Paderborn: Domglocken komplett durch Spenden finanziert

Neue Glocken auf Schwerlast-Zug

Paderborn: Domglocken komplett durch Spenden finanziert

Die beiden neuen Glocken des Paderborner Doms sind komplett durch Spenden finanziert worden. Das hat das Erzbistum am Mittwoch (05.09.208) bekannt gegeben.

Privatleute, Unternehmen, Vereine und Institutionen hätten etwa 300.000 Euro aufgebracht, um die Herstellung der beiden neuen Bronzeglocken zu ermöglichen. Sie seien damit komplett durch Spenden finanziert worden, hieß es vom Bistum.

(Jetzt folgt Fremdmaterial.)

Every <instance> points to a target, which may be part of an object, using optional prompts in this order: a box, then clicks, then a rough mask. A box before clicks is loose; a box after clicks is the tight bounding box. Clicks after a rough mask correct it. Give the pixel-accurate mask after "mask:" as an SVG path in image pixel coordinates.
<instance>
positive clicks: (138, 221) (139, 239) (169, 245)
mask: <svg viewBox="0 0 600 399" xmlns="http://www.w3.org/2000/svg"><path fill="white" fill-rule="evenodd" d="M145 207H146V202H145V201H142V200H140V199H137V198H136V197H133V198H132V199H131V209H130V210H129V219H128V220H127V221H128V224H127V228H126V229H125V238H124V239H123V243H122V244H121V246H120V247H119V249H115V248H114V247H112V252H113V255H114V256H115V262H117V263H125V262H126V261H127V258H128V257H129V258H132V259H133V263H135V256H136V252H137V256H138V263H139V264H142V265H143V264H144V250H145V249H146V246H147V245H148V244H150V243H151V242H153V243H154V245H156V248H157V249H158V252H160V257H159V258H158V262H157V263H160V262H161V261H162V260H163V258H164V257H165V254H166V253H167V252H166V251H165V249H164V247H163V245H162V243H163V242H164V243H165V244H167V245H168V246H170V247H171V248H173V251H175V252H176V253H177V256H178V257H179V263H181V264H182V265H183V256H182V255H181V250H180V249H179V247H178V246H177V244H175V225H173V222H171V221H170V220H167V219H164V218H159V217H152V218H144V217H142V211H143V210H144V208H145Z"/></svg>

Fingerspitzengefühl beim Einbau gefragt

Beide tonnenschweren Glocken waren Ende Mai (29.05.2018) per Schwerlastkran und viel Fingerspitzengefühl in den Turm des Paderborner Doms gehievt worden. Ein enges Fenster in 35 Metern Höhe diente dabei als Zugang ins Innere.

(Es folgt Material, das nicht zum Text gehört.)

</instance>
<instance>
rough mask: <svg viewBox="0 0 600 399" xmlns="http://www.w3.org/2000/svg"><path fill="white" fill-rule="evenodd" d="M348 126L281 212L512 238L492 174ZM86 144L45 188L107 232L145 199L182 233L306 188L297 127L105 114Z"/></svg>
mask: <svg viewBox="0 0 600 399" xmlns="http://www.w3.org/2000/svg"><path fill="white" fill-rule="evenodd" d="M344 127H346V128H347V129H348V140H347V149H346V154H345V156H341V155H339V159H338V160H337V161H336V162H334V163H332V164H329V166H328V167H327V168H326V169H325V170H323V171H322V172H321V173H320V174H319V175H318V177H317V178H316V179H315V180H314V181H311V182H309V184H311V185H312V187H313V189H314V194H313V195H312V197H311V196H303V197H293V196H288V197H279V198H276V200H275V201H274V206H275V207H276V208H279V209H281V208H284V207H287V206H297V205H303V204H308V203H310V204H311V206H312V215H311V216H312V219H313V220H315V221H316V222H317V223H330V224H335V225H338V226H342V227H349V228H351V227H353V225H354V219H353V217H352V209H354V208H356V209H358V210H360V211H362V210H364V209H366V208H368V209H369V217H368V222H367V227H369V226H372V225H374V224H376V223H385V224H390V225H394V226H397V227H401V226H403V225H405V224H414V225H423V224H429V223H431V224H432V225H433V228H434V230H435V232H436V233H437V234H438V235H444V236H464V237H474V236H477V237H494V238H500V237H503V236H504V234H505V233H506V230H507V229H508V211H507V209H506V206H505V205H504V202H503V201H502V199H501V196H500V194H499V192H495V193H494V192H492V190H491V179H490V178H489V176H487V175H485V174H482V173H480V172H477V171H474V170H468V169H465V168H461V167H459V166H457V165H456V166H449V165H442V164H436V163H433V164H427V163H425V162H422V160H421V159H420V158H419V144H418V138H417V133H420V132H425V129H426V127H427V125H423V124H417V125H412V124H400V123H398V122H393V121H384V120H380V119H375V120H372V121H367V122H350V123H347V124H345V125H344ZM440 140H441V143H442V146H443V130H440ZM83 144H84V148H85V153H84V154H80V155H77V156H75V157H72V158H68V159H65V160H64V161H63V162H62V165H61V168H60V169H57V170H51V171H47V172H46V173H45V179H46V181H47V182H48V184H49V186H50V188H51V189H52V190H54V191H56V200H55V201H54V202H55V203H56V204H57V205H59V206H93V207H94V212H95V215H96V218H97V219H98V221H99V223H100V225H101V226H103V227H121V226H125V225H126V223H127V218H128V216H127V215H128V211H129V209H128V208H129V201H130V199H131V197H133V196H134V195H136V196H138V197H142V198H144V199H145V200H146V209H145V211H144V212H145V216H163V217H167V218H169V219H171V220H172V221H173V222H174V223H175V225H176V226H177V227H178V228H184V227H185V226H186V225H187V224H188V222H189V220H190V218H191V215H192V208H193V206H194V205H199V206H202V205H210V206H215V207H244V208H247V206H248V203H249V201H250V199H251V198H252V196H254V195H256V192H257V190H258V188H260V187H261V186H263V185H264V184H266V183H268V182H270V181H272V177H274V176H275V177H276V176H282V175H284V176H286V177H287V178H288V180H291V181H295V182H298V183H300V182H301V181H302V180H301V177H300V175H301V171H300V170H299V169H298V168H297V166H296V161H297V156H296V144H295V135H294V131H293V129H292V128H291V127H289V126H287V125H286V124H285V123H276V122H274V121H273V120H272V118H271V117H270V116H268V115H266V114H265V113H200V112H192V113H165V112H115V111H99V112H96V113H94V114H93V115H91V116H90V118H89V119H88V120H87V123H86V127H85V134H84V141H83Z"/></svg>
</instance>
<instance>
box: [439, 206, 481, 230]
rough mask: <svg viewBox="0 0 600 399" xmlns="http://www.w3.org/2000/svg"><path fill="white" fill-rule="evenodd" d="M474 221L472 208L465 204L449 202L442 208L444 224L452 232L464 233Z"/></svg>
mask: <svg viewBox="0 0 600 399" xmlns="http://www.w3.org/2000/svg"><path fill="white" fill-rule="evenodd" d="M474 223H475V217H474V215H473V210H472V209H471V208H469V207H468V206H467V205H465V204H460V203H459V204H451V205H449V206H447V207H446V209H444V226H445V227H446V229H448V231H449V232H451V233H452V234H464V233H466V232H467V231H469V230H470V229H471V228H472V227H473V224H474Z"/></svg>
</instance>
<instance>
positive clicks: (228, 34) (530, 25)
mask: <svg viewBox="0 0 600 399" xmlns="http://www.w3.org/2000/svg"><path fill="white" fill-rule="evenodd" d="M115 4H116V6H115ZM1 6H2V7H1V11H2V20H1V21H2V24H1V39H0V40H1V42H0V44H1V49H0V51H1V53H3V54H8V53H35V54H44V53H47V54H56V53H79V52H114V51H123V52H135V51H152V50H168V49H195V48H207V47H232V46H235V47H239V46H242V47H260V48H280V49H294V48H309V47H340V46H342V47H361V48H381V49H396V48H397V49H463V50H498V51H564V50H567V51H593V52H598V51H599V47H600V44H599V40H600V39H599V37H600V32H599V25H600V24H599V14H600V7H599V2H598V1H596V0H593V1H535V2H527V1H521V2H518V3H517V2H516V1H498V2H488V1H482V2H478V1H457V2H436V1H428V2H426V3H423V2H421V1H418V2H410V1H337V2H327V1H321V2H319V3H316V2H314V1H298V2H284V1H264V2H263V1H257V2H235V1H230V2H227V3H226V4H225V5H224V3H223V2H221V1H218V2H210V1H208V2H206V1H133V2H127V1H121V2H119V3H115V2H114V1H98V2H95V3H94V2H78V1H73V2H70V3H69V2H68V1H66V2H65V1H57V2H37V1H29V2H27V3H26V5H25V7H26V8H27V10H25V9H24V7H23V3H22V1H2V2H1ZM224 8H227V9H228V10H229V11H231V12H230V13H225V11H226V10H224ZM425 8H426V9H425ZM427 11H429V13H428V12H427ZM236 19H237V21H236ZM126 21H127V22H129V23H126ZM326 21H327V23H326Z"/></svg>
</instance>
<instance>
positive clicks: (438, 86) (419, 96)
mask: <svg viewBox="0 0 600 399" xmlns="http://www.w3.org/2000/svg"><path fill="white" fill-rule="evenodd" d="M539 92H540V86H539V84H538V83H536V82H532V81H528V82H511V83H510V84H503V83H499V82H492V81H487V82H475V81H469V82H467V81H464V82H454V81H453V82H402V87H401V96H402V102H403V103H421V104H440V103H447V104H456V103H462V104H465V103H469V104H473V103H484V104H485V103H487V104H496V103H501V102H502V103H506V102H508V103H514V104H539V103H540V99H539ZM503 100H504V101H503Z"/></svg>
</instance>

Einbau wurde minutiös geplant

Die Vorbereitungsarbeiten liefen bis spät in die Nacht unter Scheinwerferlicht, damit der Einbau der Glocken reibungslos ablaufen konnte. Dazu waren der Bereich um den Dom und der Anfahrtsweg für den Schwertransport gesperrt worden.

Die 13,5 Tonnen schwere "Christus"-Glocke hat einen Durchmesser von fast drei Metern. Die kleinere Marienglocke hat "nur" gut einen Meter Durchmesser. Am 22. Juli läuteten sie erstmals - pünktlich zum 950-jährigen Weihejubiläum der Domkirche.